Don Corwin Jr, President of the Halleck Community Association says that “West Virginians are being forced into a position where we are giving up our property rights for a power line that passes through the heart of our communities, does not benefit us, and we have to pay for it. This is the ultimate example of bad business in West Virginia.”

Allegheny Energy submitted an application for the transmission line in March. The 240-mile line consists of 140-foot tall support towers and overhead wires carrying up to 500,000 volts. It would transport electricity from local power plants to the east coast states. Two proposed transmission line routes through West Virginia have been submitted to the WV Public Service Commission by Allegheny Energy. In either case, the line would come south from Washington and Greene counties in Pennsylvania then pass through the counties of Monongalia, Marion, possibly Taylor, Preston, Tucker, Grant, and Hampshire in West Virginia, and then pass through northern Virginia.

Opposition to the line is extremely strong in both Pennsylvania and Virginia. Allegheny Energy avoided Maryland all together, apparently to avoid opposition in that state, despite the fact that the shortest distance for this line would have been through Maryland and not northern West Virginia. Lew McDaniel of the Laurel Run Watershed Association believes that “This really is a battle between rural and urban America. We are a nation that fights wars over equal values, which means a green space covered with trees deserves the same consideration as a city lot covered with asphalt. Yet here we are trying to preserve over 7000 acres of our property in the face of unbridled demand for electricity in other states.”

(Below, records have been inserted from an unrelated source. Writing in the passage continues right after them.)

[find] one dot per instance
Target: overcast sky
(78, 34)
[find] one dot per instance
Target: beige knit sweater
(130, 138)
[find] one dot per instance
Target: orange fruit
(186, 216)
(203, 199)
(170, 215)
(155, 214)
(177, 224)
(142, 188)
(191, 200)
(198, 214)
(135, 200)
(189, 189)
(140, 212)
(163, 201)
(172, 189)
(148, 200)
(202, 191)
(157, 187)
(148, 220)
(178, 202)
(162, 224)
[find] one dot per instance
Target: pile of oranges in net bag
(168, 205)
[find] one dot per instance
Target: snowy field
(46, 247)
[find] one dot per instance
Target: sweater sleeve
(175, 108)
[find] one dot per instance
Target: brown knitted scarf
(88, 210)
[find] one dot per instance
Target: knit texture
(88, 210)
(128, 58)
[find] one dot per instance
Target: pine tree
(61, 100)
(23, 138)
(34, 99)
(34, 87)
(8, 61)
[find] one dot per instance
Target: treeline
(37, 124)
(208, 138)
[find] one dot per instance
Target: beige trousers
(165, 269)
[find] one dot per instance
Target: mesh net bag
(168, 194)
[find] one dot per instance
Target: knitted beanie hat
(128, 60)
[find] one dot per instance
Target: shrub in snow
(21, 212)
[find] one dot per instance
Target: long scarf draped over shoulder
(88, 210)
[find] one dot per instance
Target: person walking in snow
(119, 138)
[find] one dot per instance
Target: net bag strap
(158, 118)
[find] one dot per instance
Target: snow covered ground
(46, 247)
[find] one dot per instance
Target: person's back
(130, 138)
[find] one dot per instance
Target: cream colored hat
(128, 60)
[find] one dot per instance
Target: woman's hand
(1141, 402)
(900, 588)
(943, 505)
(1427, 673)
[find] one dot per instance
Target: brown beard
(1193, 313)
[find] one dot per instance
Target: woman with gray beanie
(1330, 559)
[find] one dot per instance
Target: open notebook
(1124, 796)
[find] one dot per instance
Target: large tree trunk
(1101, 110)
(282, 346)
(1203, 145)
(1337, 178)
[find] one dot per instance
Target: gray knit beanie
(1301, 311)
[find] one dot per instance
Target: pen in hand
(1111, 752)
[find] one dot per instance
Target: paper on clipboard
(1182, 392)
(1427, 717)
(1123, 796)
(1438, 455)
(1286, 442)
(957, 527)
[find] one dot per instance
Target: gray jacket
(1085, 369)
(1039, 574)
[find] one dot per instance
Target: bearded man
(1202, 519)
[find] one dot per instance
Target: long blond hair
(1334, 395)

Primary concerns of the groups are that: (1) current eminent domain rules and practices are not fair to property owners and other residents since the right-of-way will be seized without just compensation for reduced property values for all those near the line, (2) land disturbances will be extensive, surface and ground water flows will be affected, the natural beauty of the region will be substantially degraded, and these disturbance will prevail for many decades to come, essentially forever, (3) a new line will give added life to old power plants that generate extremely large volumes of carbon dioxide, the most important greenhouse gas affecting climate change, as well as other pollutants, (4) and, of equal significance, the line will not serve the electric customers of West Virginia in spite of the fact that local electric bills are being increased already to pay for the planning, permitting, engineering, construction and operation of this line.

“I am not aware of any previous application for a transmission line that has ever been turned down by the WV PSC,” said Jim Kotcon, President of the West Virginia Environmental Council. “But there has never been such strong opposition from so many diverse groups to such a transmission line. This one is truly a bad idea for West Virginia, and Allegheny is proposing it simply because it is an easy way to make money by gouging the ratepayers.”

According to Bill Golemon of the Capon Valley Coalition, “Allegheny Power has not adequately considered other alternatives to the power line or made a convincing case that it is really necessary.”

Concern is also being expressed over the recent designation of 42 counties in West Virginia as part of a National Interest Electric Transmission Corridor (NIETC), under the US Energy Policy Act of 2005. The designated counties include Kanawha and essentially all the state north of Kanawha. Federal eminent domain authority now applies, which supercedes State authority for high voltage electric transmission lines, should the US Department of Energy decide to use the authority. These regulations have not yet been tested in the federal courts, as the designation attempts to overrule the rights of the States that may have constitutional superiority.

The WV Public Service Commission will hold public hearings at 9:00 am on November 28th and 29th in Charleston. Anyone interested in the proposed power line may appear at any of these public comment hearings and make statements if relevant to the line, and/or send written comments to the Public Service Commission, ATTN: Sandra Squire, 201 Brooks Street, Charleston, WV 25323. Correspondence should designate the TrAIL Case Number: 07-0508-E-CN.